Financial experts argue that being a major debtor during wartime should not be viewed as an economic failure. As Oleksandr Okhrimenko, President of the Ukrainian Analytical Center, points out, these loans are survival tools. While the state directs resources to repel aggression, international financial aid helps prevent uncontrolled currency inflation. NBU Governor Andriy Pyshnyy confirms that the current level of international reserves ensures that the situation remains under full control.

Comparing Ukraine’s debt profile to those of Argentina or Egypt is misleading. Argentina suffers from chronic structural mismanagement, whereas Ukraine’s debt consists largely of concessional loans provided by G7 nations, the EU, and the US as part of global security support. Crucially, these loans come with low interest rates (1-3% annually), and major repayment obligations have been deferred to the 2030s, significantly easing the fiscal burden in the coming years.

Vasyl Furman, a member of the NBU Council, emphasizes that the long-term nature of these agreements provides the necessary breathing room. Meanwhile, Hlib Vyshlinsky, Executive Director of the Centre for Economic Strategy, notes that these are not market-driven debts in the traditional sense, but political commitments aimed at preventing a total economic collapse. Independent experts agree that because these debts are serviced primarily through external aid, they do not deplete the state’s hard currency reserves or impose excessive tax burdens on local businesses.

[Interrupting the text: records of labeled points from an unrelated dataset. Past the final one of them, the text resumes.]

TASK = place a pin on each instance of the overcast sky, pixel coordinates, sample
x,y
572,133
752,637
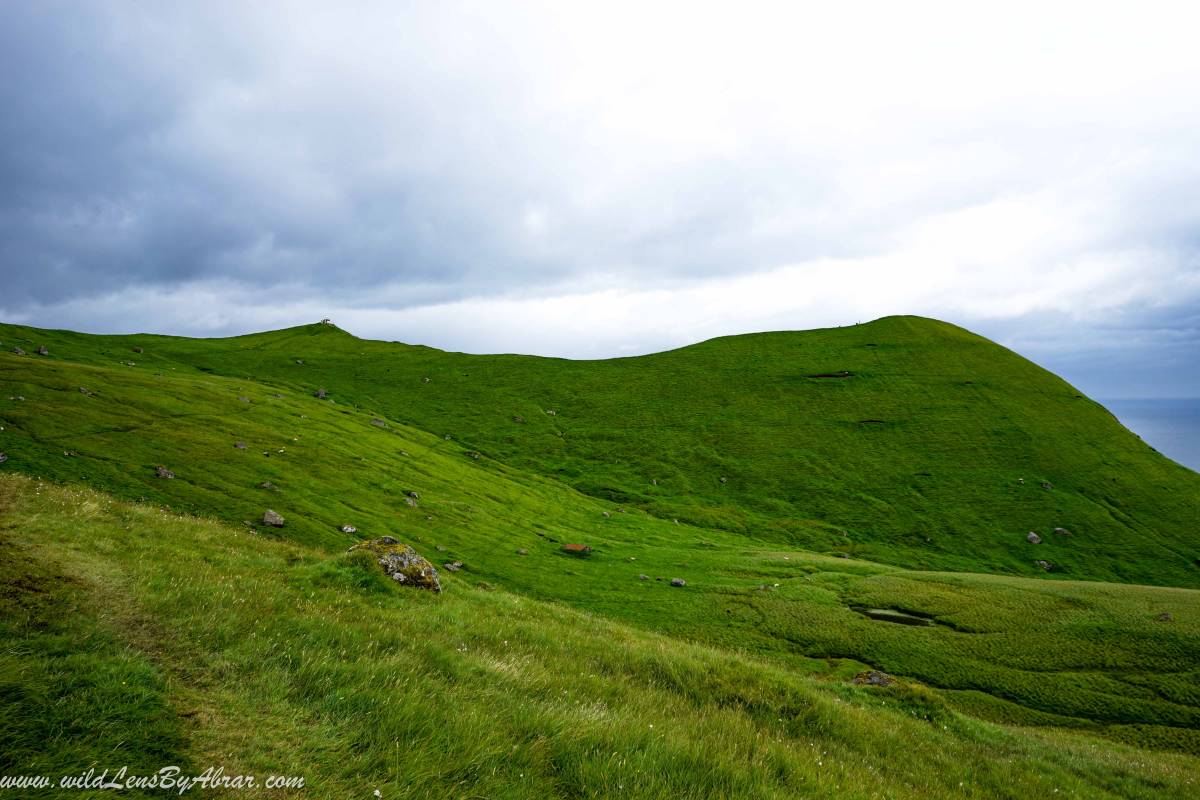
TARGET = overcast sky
x,y
610,179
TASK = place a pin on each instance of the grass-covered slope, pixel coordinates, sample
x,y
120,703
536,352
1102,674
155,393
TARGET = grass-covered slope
x,y
202,644
904,440
1023,650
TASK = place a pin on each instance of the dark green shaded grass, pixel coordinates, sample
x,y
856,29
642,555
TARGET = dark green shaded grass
x,y
283,659
917,457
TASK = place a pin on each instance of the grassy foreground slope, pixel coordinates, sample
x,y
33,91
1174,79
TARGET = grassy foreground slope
x,y
1084,656
196,643
904,440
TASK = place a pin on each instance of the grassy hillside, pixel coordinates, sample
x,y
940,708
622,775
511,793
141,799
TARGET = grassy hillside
x,y
195,643
929,452
781,609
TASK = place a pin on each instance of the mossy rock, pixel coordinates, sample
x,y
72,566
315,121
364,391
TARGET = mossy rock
x,y
401,563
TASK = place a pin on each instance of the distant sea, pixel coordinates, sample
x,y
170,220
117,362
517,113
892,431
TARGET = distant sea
x,y
1169,426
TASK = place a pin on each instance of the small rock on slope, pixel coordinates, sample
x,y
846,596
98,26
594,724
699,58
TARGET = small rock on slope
x,y
402,564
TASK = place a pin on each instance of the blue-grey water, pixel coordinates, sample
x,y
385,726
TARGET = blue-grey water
x,y
1169,426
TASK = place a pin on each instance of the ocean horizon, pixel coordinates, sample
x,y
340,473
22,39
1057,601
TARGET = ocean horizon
x,y
1171,426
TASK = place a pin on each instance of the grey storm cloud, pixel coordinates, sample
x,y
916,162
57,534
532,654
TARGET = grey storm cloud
x,y
591,180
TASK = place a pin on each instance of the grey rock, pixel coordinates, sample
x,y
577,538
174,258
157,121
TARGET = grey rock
x,y
874,678
402,564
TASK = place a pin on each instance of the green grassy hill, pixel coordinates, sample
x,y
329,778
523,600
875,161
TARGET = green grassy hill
x,y
897,487
929,452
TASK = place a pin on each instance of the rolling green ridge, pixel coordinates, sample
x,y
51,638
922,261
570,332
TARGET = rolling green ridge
x,y
898,488
930,455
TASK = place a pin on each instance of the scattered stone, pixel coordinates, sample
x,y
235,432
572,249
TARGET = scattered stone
x,y
402,564
874,678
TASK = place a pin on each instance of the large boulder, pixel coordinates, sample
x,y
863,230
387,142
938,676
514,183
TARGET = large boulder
x,y
401,563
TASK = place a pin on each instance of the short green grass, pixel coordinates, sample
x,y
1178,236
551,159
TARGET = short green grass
x,y
917,458
183,641
630,464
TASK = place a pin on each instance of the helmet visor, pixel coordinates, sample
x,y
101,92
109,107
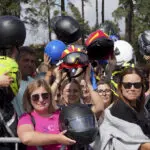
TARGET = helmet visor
x,y
76,58
81,124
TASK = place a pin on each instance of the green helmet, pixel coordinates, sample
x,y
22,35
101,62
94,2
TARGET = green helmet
x,y
9,65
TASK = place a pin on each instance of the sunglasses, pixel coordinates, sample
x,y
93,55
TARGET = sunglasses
x,y
36,97
128,85
76,58
107,91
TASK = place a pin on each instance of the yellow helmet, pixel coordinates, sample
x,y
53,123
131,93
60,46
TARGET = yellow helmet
x,y
9,65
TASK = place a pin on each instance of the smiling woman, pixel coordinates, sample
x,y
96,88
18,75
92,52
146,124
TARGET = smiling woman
x,y
44,131
127,119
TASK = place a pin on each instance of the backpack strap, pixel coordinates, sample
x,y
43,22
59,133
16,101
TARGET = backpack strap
x,y
34,123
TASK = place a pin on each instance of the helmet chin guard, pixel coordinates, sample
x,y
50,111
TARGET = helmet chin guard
x,y
73,58
79,121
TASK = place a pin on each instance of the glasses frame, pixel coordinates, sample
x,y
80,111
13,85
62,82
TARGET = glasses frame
x,y
36,97
106,91
128,85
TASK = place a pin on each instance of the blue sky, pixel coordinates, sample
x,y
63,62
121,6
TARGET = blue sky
x,y
40,35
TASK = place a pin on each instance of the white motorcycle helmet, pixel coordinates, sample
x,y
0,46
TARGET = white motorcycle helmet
x,y
123,52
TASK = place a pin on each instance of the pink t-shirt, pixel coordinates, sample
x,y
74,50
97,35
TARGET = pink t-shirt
x,y
44,125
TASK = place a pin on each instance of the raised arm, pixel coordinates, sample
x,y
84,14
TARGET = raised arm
x,y
98,105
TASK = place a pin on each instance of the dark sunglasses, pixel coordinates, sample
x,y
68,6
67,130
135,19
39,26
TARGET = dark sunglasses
x,y
36,97
76,58
107,91
128,85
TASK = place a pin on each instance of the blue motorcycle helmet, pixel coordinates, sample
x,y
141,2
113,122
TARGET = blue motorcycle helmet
x,y
54,50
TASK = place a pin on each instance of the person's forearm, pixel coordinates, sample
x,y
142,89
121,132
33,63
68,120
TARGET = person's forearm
x,y
38,139
98,105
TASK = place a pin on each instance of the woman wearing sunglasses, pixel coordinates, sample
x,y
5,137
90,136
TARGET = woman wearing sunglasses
x,y
126,124
39,125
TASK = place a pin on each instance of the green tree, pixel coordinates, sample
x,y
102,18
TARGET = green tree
x,y
126,9
84,24
40,12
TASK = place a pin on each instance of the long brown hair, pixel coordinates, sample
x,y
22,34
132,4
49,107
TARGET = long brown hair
x,y
140,102
30,88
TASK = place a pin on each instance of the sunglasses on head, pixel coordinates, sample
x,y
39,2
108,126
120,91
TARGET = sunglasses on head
x,y
36,97
128,85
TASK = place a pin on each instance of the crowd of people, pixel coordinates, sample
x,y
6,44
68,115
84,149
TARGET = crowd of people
x,y
32,97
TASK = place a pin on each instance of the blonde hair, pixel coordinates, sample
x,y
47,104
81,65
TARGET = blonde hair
x,y
30,88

Ultimately, while the debt-to-GDP ratio appears high, it is a deliberate choice for financial endurance. As Ukraine continues to successfully implement IMF program requirements, the international community views these loans as a strategic investment in regional stability. The resilience of the Ukrainian financial system throughout the conflict has proven its capacity to manage debt while preparing the ground for future recovery and long-term economic growth.